Once there, she found a small cooperative that had been certified sustainable by Fair Trade, but was struggling to make ends meet — largely because of procedural issues that easily could be corrected and demand issues that she sensed soon would fix themselves.
Farmers, for example, tended to dry and ferment beans in their houses and then transport them by bus to the village, often to find they didn’t meet the quality criteria established by the cooperative. At the same time, aggressively harvested cacao would wreak havoc on soil, so cacao became a low-priority crop, behind sugar and coffee.
Meanwhile, few outside Belize had tasted the country’s unique chocolate — but those that did liked it.
"Belize has a cultural history of cocoa with very good genetics," said Stone. "It was the perfect place to start: a small country where it is feasible to cover a large part of the country and work with many producers."
That year, Taza, UC and Dandelion Chocolate pooled their resources to start working with Mayan Q’eqchi’ communities, and Maya Mountain Cocoa (MMC) was born.
UC held meetings with local farmers and explained how agroforestry could provide shade trees that ensure better cacao and nourish the soil while generating a second income stream, and how improved processing could lead to more consistent quality in the cocoa. The farmers said they’d give it a try if UC would come to them to buy rather than asking them to haul their product to market.
Fifty-two families joined the program, and their plots soon were certified as organic by the Intitute of Marketecology (IMO). By 2013, UC was exporting six tons of cocoa per year to 10 US bean-to-bar chocolate companies and gaining international recognition. It won the International Chocolate Awards, Good Food Awards and the Academy of Chocolate Awards, and Belize was on the chocolate map.

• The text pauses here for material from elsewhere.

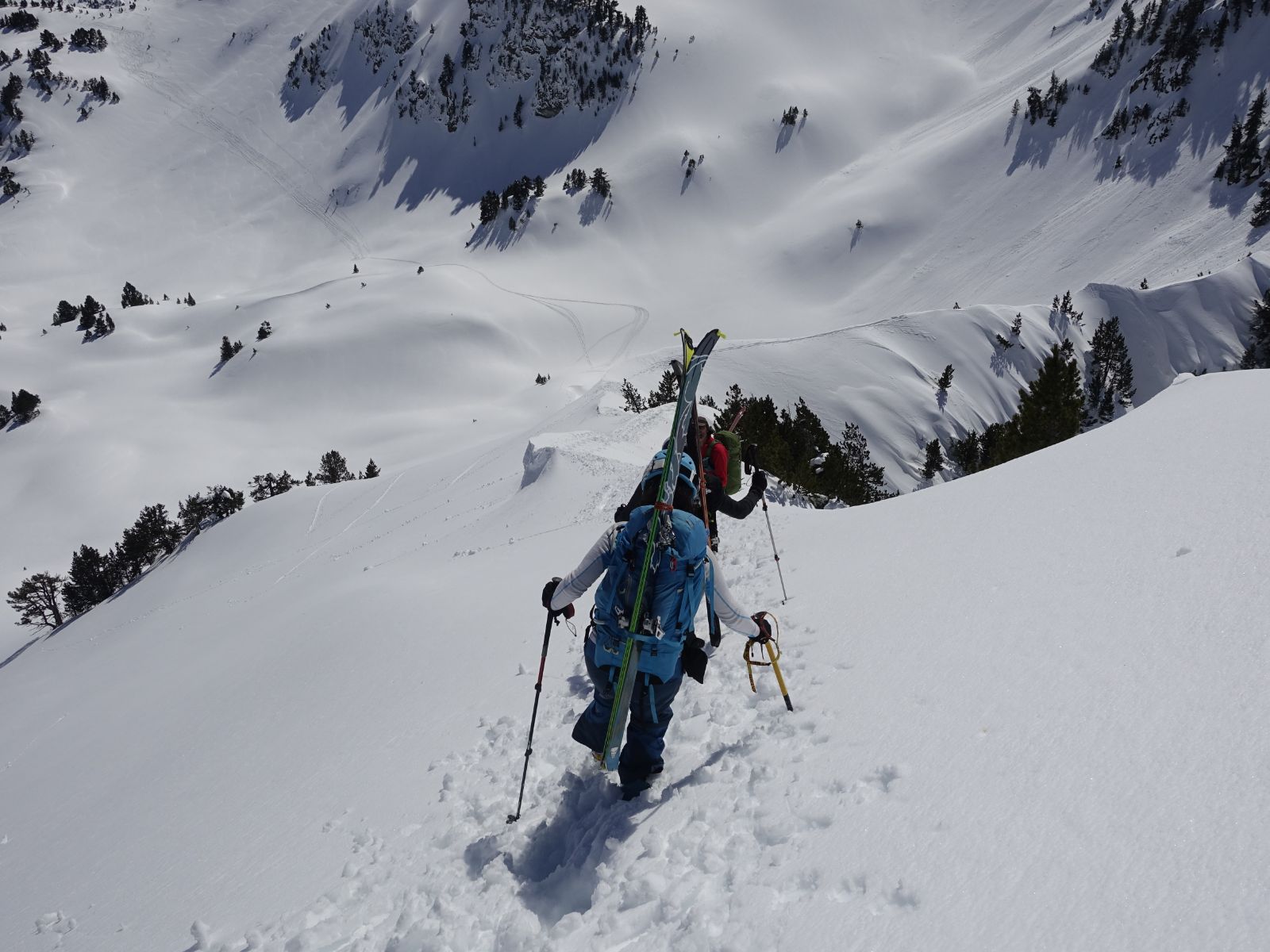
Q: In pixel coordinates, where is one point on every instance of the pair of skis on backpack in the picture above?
(641, 628)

By 2016, UC’s network had grown to 2620 farmers, of whom 868 are women growing cacao in 3,194 hectares; and by 2016, farmers’ revenue had increased 61 percent. Meanwhile, consumers were gobbling up the product, and UC faced a challenge any businessman would envy: meeting the surging demand.
But orders for Maya Mountain Cocoa were backing up, and it became clear that Belize did not have the capacity to satisfy that market, so Stone turned to neighboring Guatemala. The country was home to the same Maya communities (Q’echi’ and Mopan), and it produced much more cocoa (2,000 tons) than Belize did while facing the same quality challenges that Belize had when UC first showed up.
It also had interested U.S. buyers, such as Lake Champlain Chocolate, which had an affiliation with local NGO Fundación Lachua and was interested in buying cocoa. They met with Stone and hired her as a consultant to replicate the processes she’d undertaken in Belize, and soon they were buying six tons per year themselves.
The Guatemalan government then began to invest in chocolate projects as well, promoting best practices across the region.
With this momentum, Stone and her partners created a second company, Cacao Verapaz, to buy from select community associations rather than individual farmers. The company provides training and technical assistance to communities, as well as controlling the quality.
More than 40 chocolate companies buy from Guatemala, but most consumers still don’t know about single-source cocoa. So UC acquired a cocoa broker in the U.S. and is importing cocoa from select communities in a half-dozen countries, and selling more than 200 tons of community-specific cocoa to more than 130 chocolatiers.
"We are still very small compared to the international cocoa and chocolate market in general, but we are some of the biggest value chains in terms of bean-to-bar," said Stone. "This phenomenon is beginning to grow in many geographies, and we want to be part of it, creating authentic and lasting relationships with quality producers around the world."